Michael A. Keshmiri is a student at the University of Pennsylvania and an associate editor of the Penn Undergraduate Law Journal.
Last year, the U.S. Courts of Appeals for the Fourth, Seventh, Ninth, and Tenth Circuits struck down state bans on same-sex marriage, rapidly increasing the number of states where same-sex marriages are legal.  Since the rulings of these lower level courts did not conflict, the U.S. Supreme Court, having long been reticent in definitively ruling whether bans on same-sex marriage violate the U.S. Constitution, chose not to intervene. However, on November 6, 2014, the Court of Appeals for the Sixth Circuit upheld bans on same-sex marriage in four states, putting this decision directly at odds with rulings from its sister courts. 

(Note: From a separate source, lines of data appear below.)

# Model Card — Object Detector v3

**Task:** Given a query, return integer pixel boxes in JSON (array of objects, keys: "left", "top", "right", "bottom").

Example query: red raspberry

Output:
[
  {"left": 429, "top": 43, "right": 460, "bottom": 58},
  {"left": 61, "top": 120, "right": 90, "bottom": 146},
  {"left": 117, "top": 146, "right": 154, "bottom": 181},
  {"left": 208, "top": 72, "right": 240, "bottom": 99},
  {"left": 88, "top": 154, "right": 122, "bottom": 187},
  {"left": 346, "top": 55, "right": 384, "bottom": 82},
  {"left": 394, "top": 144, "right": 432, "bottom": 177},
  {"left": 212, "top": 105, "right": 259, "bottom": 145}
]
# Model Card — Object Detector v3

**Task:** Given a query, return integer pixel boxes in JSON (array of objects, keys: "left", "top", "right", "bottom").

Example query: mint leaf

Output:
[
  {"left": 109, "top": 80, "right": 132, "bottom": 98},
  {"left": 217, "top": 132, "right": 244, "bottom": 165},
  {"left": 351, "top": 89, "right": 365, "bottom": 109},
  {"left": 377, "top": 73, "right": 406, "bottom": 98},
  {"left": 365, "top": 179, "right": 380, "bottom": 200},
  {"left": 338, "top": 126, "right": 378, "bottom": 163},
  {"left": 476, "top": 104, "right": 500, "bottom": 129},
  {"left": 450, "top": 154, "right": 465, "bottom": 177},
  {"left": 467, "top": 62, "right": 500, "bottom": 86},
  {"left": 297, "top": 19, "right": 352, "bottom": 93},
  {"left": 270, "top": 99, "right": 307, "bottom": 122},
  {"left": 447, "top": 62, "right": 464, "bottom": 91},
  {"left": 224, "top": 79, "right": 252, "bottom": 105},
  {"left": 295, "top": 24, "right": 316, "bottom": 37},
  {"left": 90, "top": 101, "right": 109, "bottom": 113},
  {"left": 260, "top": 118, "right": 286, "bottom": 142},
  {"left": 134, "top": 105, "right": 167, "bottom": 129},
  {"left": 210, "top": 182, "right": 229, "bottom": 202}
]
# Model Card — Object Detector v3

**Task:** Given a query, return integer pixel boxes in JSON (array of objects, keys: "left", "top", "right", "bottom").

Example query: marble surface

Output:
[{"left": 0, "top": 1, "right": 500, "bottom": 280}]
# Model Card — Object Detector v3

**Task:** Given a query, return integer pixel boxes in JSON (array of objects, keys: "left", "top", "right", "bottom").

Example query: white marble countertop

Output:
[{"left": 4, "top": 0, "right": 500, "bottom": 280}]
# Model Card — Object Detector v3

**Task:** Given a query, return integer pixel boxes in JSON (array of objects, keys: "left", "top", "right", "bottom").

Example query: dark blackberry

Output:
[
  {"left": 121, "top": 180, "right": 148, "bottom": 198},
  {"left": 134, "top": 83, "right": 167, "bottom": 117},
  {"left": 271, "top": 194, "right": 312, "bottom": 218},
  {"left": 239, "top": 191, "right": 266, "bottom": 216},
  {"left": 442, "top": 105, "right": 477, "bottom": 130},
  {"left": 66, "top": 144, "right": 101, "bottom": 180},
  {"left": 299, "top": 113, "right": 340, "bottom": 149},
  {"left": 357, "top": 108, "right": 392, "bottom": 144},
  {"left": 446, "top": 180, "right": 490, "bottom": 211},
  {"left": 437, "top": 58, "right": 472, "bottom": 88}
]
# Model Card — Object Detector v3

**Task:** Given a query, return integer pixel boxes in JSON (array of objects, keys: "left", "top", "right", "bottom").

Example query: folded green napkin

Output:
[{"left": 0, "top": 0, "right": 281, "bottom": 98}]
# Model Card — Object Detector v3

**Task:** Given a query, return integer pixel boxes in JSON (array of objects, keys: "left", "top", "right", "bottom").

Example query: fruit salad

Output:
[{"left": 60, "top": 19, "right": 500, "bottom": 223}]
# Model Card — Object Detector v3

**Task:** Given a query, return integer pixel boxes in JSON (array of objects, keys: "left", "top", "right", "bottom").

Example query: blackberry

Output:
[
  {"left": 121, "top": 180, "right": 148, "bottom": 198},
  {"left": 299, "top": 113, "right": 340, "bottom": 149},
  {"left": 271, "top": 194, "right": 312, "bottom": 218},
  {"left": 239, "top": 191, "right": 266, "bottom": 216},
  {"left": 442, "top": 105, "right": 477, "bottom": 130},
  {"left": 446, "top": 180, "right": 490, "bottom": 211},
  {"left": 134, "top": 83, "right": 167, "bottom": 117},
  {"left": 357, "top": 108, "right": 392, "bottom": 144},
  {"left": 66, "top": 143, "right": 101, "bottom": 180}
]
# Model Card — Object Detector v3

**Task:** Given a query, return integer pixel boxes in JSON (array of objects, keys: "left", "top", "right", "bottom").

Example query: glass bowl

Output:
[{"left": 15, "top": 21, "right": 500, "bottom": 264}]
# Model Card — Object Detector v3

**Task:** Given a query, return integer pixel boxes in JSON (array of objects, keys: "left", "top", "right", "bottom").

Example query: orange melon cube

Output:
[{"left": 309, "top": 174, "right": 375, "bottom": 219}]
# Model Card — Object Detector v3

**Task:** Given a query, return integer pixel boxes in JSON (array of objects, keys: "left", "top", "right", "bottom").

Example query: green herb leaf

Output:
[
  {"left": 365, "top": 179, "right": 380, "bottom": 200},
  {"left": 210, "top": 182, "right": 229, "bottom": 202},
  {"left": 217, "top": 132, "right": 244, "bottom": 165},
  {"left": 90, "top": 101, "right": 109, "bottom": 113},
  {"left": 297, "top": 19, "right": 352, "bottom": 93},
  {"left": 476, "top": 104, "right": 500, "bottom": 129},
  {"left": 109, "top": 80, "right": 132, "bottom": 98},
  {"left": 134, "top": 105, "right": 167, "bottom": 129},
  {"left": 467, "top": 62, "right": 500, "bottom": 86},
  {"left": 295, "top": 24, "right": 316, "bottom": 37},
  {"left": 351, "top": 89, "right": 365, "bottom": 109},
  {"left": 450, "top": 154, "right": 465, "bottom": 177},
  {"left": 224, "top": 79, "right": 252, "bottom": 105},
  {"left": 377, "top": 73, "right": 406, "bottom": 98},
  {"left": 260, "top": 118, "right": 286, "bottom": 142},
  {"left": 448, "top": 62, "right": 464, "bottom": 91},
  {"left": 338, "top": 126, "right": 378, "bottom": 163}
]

The 2-1 decision in the Sixth Circuit stressed that it is up to the states to decide on the issue of same-sex marriage, not the federal courts. “Better, in this instance, we think,” wrote Circuit Judge Jeffrey Sutton, “to allow change through the customary political processes, in which the people, gay and straight alike, become the heroes of their own stories by meeting each other not as adversaries in a court system but as fellow citizens seeking to resolve a new social issue in a fair-minded way.”  Senior Judge Martha Craig Daughtrey, however, issued a stern dissent reminding her colleagues that federal courts have a duty to protect the constitutional rights of the minority.